Final Report Summary - NHERMPHOTON (Studying the physics of exceptional points using metamaterials)
The goal of this project is to demonstrate the extraordinary physics of exceptional points of non-Hermitian optical systems using metamaterials as a generic platform. We explore new and unique ways of establishing exceptional points using metamaterials. By sweeping across an exceptional point, we can demonstrate tunability and reconfigurability of optical properties, either in scattering or emission properties with enhanced sensitivity. Apart from exploring the fundamental physics of exceptional points, the investigations point towards applications of modulators, sensing applications, 3d displays and holographic applications.
In this project, we are interested in non-Hermitian systems and therefore have been putting our focus on parity-time symmetry, a simple example of non-Hermitian systems, and the associated exceptional points. Due to the ability of metamaterials to have both magnetic and electric responses, there are more degrees of freedom to construct parity-time symmetric systems using metamaterials than using dielectrics. By cross-matching permittivity and permeability or by using bianisotropy of metamaterials with appropriate gain-loss contrast, we have developed a unique theoretical approach based on interpreting the system constitutive matrix as Hamiltonian to construct parity-time symmetric systems. On one hand, our approach gives rise to an equivalent set of special wave phenomena, such as laser-absorber, phase transition, unidirectional zero reflection, etc, proving metamaterials constitute a versatile platform for studying non-Hermiticity. On the other hand, the resonating nature of metamaterial structures enables a much smaller system thickness to have sufficient light-matter interaction, leading us to more compact parity-time symmetric systems. We have then employed microwave transmission lines coupled with metamaterial structures to experimentally demonstrate phase transition of coherent perfect absorption and unidirectional zero reflection with a subwavelength system thickness. These developments represent significant advance in concepts and represent valuable tools for constructing exceptional-point-based devices in the field of optics and classical waves in a broader context. The resonance in metamaterials can also be used to enhance sensitivity in sensing applications based on PT-symmetry.

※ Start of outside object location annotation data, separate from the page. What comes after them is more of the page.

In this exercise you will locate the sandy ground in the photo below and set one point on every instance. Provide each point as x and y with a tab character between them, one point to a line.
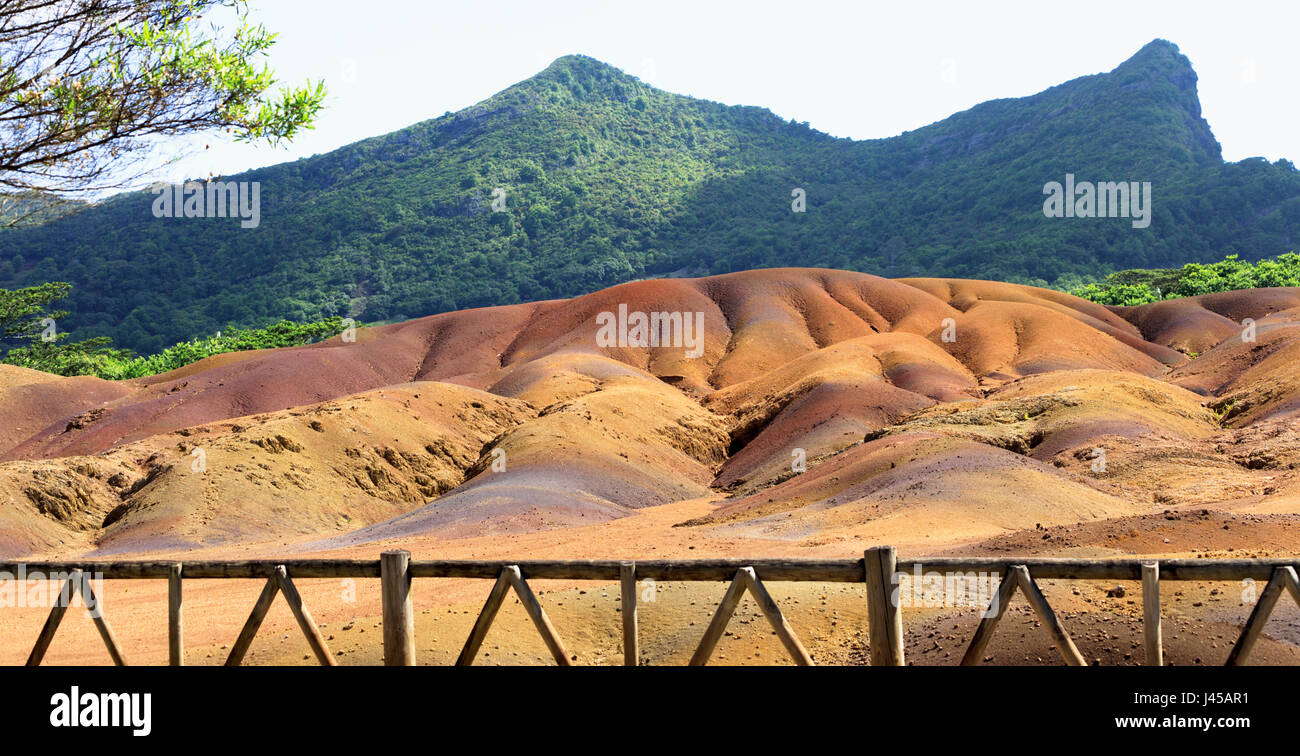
1201	620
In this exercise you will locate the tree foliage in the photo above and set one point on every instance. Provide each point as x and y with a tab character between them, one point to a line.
598	191
1132	287
87	86
26	327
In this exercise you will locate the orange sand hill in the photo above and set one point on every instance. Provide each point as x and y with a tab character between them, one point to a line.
823	407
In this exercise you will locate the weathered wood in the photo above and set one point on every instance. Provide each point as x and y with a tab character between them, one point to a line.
884	615
304	620
96	613
1292	582
664	570
255	617
77	582
538	616
992	616
300	569
174	624
628	590
658	570
484	622
714	633
1069	651
53	620
1259	617
1106	569
775	618
1152	631
398	609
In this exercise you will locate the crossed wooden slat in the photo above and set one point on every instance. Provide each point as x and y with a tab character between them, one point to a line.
77	583
280	582
1282	578
1018	577
510	578
744	581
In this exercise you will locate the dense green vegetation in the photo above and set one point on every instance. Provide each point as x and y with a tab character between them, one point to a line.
1132	287
30	331
607	179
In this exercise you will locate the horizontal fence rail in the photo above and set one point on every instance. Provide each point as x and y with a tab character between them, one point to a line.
879	569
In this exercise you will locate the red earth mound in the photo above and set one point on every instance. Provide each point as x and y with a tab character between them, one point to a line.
827	403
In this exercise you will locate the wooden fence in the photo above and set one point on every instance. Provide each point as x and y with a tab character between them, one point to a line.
879	570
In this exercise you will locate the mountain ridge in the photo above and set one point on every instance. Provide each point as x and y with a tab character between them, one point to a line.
610	179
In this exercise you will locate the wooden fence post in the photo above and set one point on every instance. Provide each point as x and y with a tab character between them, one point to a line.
628	585
884	615
1151	615
174	628
398	609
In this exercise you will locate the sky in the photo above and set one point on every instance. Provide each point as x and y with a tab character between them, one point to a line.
861	69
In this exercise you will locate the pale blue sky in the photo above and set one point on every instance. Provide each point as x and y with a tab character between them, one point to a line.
852	69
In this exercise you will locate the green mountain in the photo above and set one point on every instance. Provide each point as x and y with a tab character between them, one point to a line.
607	179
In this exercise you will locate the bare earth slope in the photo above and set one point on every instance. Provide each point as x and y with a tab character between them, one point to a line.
814	407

The fellow joined the University of Birmingham as a Senior Lecturer. During the project, the fellow, leading an independent research group of students, postdocs and visiting staff, has developed collaborations with various groups in Europe, UK and US. These include Vienna University, Aalto University, Exeter University, Queen Mary University of London while maintaining his original collaborations in mainland China and industry. The project accelerates much on the development of fellow’s career, allowing him to travel around to disseminate results through 19 publications and over 20 invited talks, with a promotion to Reader in Photonics. These newly established connections to Europe will allow the fellow to increase his international visibility and competitiveness as well.

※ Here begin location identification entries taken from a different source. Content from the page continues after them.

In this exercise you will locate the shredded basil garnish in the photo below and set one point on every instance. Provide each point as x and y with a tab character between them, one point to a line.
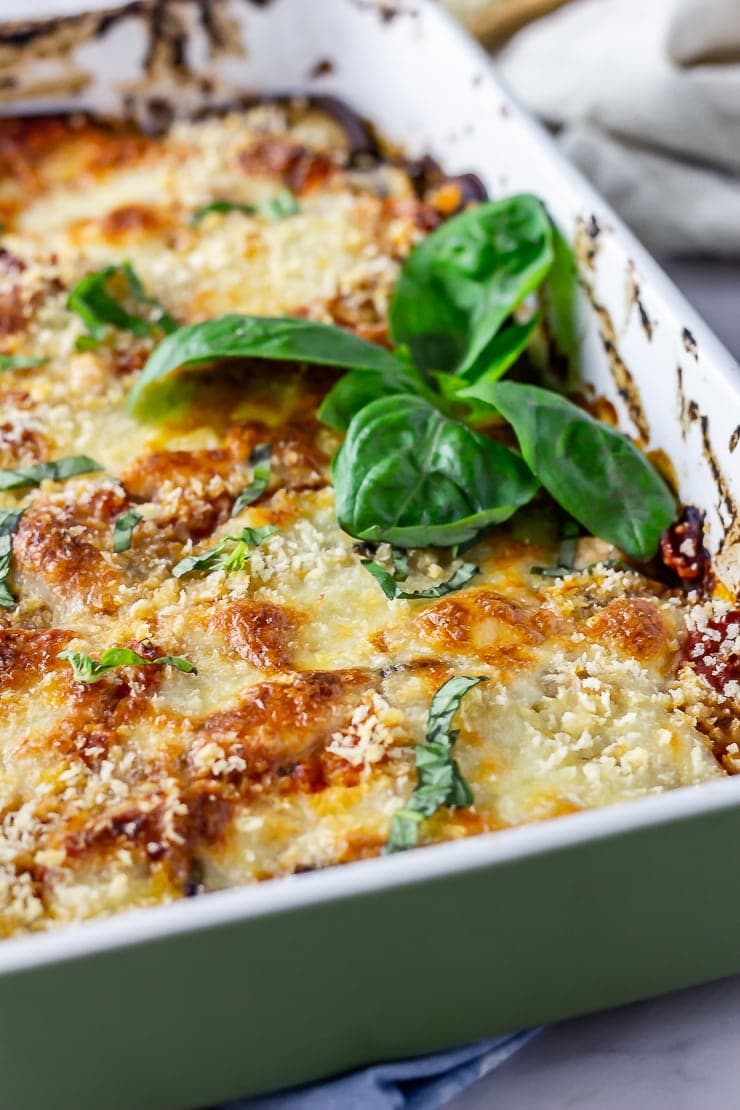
123	531
56	471
9	522
438	778
232	553
564	572
261	463
87	669
220	207
92	301
280	207
388	583
20	362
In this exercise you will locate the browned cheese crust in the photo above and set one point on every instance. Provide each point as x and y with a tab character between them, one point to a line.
293	745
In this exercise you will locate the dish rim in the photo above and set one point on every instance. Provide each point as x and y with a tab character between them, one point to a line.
361	878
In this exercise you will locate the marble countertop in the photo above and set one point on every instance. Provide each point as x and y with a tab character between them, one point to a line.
677	1052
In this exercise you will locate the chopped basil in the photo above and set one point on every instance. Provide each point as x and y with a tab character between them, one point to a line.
275	208
563	572
388	583
232	553
438	778
19	362
260	461
92	301
87	669
279	207
9	522
123	530
220	207
56	471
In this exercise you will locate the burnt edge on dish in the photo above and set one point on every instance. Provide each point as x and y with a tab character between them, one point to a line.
165	66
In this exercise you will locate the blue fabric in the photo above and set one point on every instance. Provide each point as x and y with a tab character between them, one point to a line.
425	1083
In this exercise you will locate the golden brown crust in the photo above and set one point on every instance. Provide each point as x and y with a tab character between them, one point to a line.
279	723
259	632
293	745
636	626
59	545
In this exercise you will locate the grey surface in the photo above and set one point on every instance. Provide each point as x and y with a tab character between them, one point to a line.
678	1052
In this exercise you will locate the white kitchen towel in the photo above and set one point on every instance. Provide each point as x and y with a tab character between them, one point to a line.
646	99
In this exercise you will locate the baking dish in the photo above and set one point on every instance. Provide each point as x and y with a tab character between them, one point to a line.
252	989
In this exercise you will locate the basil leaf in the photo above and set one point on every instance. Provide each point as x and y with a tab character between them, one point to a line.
358	389
56	471
220	207
462	282
232	553
283	339
19	362
93	303
438	778
123	531
260	461
409	475
389	585
9	522
87	669
279	207
592	471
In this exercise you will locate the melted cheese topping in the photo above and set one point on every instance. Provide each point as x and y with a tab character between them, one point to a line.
294	744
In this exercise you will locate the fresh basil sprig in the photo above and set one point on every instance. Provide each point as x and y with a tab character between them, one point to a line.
438	778
87	669
9	522
412	470
282	339
261	463
232	553
394	592
123	530
409	475
56	471
592	471
460	283
19	362
93	302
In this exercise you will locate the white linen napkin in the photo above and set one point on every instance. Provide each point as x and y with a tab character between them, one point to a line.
646	96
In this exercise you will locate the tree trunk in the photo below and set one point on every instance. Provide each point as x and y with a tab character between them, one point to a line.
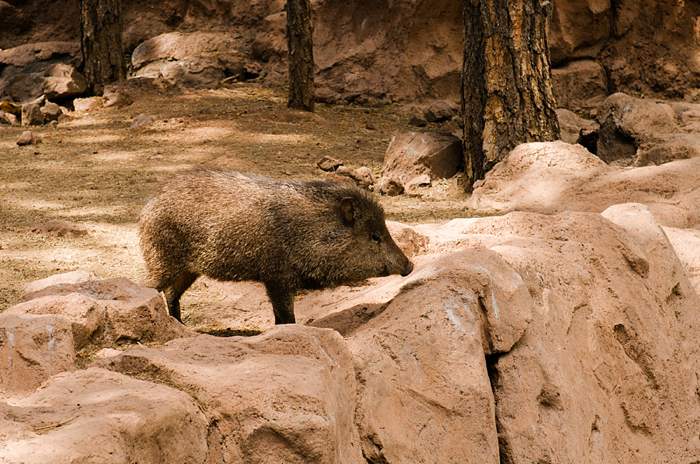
300	55
507	94
101	42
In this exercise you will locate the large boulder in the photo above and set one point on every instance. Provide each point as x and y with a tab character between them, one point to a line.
285	396
32	349
641	132
62	323
105	312
419	155
424	389
578	28
555	176
95	415
200	59
45	68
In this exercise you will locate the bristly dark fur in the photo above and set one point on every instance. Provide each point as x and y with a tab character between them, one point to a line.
289	235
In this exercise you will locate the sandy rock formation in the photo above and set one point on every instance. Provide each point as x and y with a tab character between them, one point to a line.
580	86
46	68
62	322
284	396
519	338
95	415
553	177
642	132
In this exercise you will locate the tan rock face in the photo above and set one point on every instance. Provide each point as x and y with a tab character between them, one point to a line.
285	396
642	132
580	86
99	416
32	349
552	177
63	322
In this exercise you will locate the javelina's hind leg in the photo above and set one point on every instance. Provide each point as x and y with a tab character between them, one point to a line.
175	290
282	300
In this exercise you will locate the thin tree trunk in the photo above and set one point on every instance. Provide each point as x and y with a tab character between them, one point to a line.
300	55
507	96
101	42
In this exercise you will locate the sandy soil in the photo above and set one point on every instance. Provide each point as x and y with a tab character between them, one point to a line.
72	202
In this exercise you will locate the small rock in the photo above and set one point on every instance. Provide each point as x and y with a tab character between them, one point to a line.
60	229
73	277
27	138
572	125
422	180
440	111
114	96
142	120
251	71
390	187
8	118
417	121
328	164
31	112
50	111
87	104
362	176
63	80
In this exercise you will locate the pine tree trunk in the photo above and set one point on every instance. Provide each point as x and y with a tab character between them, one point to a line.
507	94
101	42
300	55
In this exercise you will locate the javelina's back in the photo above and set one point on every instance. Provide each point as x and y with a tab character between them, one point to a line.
287	235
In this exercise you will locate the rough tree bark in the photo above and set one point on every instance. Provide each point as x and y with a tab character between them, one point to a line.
300	55
507	94
101	42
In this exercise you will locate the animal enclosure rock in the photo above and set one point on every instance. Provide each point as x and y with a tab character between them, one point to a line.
27	138
642	132
31	70
556	176
32	349
580	86
412	154
573	126
199	59
284	396
95	415
88	104
31	112
104	312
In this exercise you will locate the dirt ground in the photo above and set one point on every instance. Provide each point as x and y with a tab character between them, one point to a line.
72	201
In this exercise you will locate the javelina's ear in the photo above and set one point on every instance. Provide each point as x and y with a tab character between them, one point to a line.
347	211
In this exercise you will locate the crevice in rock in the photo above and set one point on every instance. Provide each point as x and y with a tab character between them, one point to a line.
635	351
373	453
504	450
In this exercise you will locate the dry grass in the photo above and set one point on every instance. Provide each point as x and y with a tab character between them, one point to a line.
95	173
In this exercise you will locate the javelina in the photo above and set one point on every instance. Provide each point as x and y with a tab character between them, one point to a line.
287	235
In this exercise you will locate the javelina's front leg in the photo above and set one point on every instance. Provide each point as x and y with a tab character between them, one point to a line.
282	299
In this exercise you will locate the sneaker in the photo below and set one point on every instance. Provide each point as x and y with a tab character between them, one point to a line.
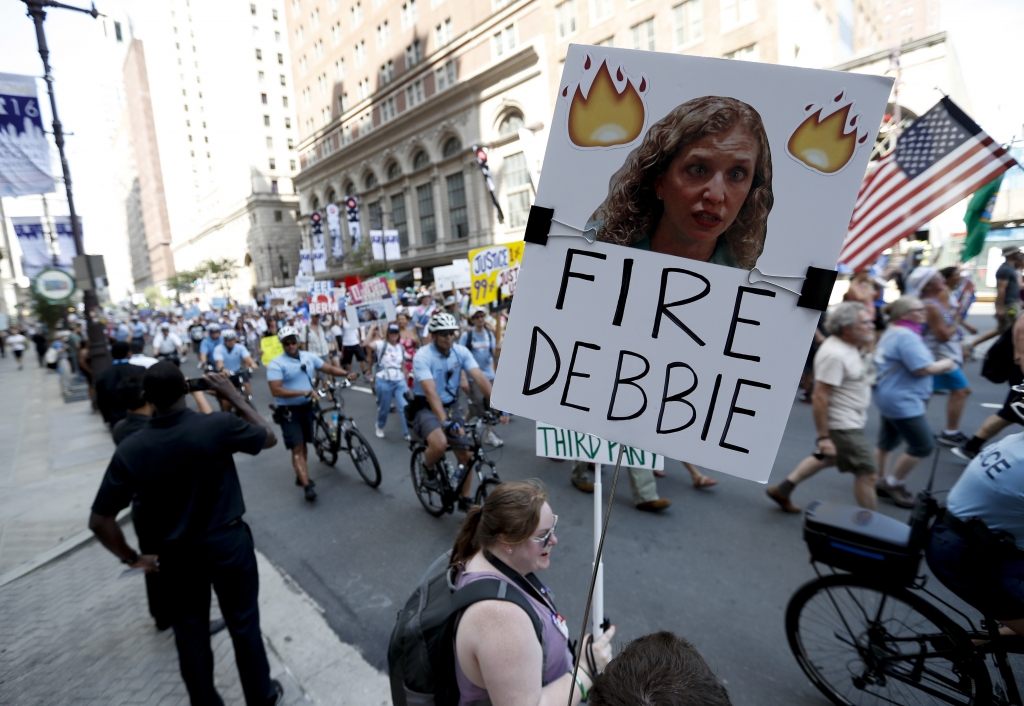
952	440
898	494
962	452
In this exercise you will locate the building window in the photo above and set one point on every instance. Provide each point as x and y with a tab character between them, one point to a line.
748	53
687	18
600	10
409	14
511	124
388	110
452	148
736	12
504	41
414	54
565	24
516	178
458	216
376	216
643	35
399	220
445	76
414	94
425	204
442	33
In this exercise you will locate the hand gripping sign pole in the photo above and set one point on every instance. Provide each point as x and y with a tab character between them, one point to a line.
599	530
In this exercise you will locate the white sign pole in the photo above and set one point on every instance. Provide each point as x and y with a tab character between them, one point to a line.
598	608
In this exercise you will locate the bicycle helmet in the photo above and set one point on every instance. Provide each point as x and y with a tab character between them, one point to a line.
287	332
442	322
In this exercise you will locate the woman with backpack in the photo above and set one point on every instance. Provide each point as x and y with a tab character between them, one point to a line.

In this project, we are interested in non-Hermitian systems and therefore have been putting our focus on parity-time symmetry, a simple example of non-Hermitian systems, and the associated exceptional points. Due to the ability of metamaterials to have both magnetic and electric responses, there are more degrees of freedom to construct parity-time symmetric systems using metamaterials than using dielectrics. By cross-matching permittivity and permeability or by using bianisotropy of metamaterials with appropriate gain-loss contrast, we have developed a unique theoretical approach based on interpreting the system constitutive matrix as Hamiltonian to construct parity-time symmetric systems. On one hand, our approach gives rise to an equivalent set of special wave phenomena, such as laser-absorber, phase transition, unidirectional zero reflection, etc, proving metamaterials constitute a versatile platform for studying non-Hermiticity. On the other hand, the resonating nature of metamaterial structures enables a much smaller system thickness to have sufficient light-matter interaction, leading us to more compact parity-time symmetric systems. We have then employed microwave transmission lines coupled with metamaterial structures to experimentally demonstrate phase transition of coherent perfect absorption and unidirectional zero reflection with a subwavelength system thickness. These developments represent significant advance in concepts and represent valuable tools for constructing exceptional-point-based devices in the field of optics and classical waves in a broader context. The resonance in metamaterials can also be used to enhance sensitivity in sensing applications based on PT-symmetry.
The fellow joined the University of Birmingham as a Senior Lecturer. During the project, the fellow, leading an independent research group of students, postdocs and visiting staff, has developed collaborations with various groups in Europe, UK and US. These include Vienna University, Aalto University, Exeter University, Queen Mary University of London while maintaining his original collaborations in mainland China and industry. The project accelerates much on the development of fellow’s career, allowing him to travel around to disseminate results through 19 publications and over 20 invited talks, with a promotion to Reader in Photonics. These newly established connections to Europe will allow the fellow to increase his international visibility and competitiveness as well.